(写真:ロイター/アフロ)
(写真:ロイター/アフロ)

 アパホテルの客室内に、アパホテルグループの元谷外志雄代表の書いた歴史本が常備されていて、しかもその内容が「南京大虐殺や慰安婦問題はねつ造」といったものが含まれていたことが、中国さまの怒りをたいそう買って、“官製”不買運動に発展したことは、すでにいろんなメディアが報じている。

 先週日曜には、ついに在日中国人らによる抗議デモが新宿で行われて、それに対して在特会元会長らがカウンターデモを行ったという。ライブでのネット放送や、知人が現場で取材した様子を見るに、口汚い言葉を発するのはカウンターデモ側で、むしろ中国人サイドは「日中友好」や「JAPAN好き」みたいな垂れ幕を掲げて行進するサイレントデモだった。当初300人などと言われていたデモ参加者も100人以下、正味の中国人参加は数十人レベルで、むしろカウンターデモが騒ぎを起こさねば、ほとんどニュースバリューもない話だった。
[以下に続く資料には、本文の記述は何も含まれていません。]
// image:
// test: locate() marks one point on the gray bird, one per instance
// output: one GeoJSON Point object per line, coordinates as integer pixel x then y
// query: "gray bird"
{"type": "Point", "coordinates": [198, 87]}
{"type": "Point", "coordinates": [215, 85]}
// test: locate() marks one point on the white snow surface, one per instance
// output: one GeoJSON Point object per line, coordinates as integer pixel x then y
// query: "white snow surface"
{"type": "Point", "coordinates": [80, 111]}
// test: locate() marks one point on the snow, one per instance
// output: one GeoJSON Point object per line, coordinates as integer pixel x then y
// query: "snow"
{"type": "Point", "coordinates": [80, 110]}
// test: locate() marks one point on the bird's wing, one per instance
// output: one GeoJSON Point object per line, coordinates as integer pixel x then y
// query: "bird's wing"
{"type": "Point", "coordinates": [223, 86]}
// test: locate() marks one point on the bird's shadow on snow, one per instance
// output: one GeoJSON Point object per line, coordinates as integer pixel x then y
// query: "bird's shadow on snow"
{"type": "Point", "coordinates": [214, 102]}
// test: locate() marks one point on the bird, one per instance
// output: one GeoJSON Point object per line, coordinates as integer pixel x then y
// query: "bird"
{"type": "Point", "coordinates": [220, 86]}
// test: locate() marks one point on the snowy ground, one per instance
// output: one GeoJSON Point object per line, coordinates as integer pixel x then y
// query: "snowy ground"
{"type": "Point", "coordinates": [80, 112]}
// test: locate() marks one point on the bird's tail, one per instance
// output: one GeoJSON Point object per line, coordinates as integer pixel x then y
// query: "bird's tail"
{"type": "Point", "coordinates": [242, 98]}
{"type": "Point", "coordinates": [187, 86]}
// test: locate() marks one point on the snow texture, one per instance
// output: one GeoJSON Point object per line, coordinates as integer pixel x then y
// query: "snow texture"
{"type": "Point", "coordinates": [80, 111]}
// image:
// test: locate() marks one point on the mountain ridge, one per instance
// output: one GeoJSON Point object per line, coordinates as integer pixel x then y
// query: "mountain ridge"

 結果的には、中国やアンチアパホテル側にとっていい感じの映像や記事が山のように出来上がった。ちなみに、私は現場にはいかなかった。目の前の片付けなければいけない仕事が山積みであったのと、実際あんまり興味がわかなかったことも、目と鼻の先の現場にいかない怠け者のいいわけである。

 だが、はっきり言って、これはニュースとして取り上げれば取り上げるほど、中国にとって有利な情報拡散になるプロパガンダという気がして、かかわりたくないのだ。もちろん、そう言い切ってしまうほどの確たる裏はとれない。そういう場合は、報道しない自由を行使する。だが、ちょっと目に余る現象がいろいろと起きているので、現状を整理してみることにする。

実質主義の人たち

 そもそもアパホテルの経営者の歴史認識がどういうものであるかなど、例の田母神論文問題である程度新聞を読んでいる日本人ならば知っているし、在日中国人でも日本語のニュースを日々読んだり聞いたりしている人ならば、おおむね察しのつく話だ。

 それでも多くの中国人がこれまでアパホテルに泊まっていたということは、普通の民間人にとってホテル経営者の歴史認識、思想・信条などは気にするほどのものではなくて、ホテルとしてよいサービスやリーズナブルな価格の方を重視するのだ。反日活動家だってカメラはパナソニックを愛用しているし、播磨屋のおかきやDHCのサプリや化粧品を土産にもっていっても、普通の中国人はその会社の思想信条などに関心はなくて、日本の安全、安心、おいしい商品に夢中になる。そこらへんは実質主義の人たちである。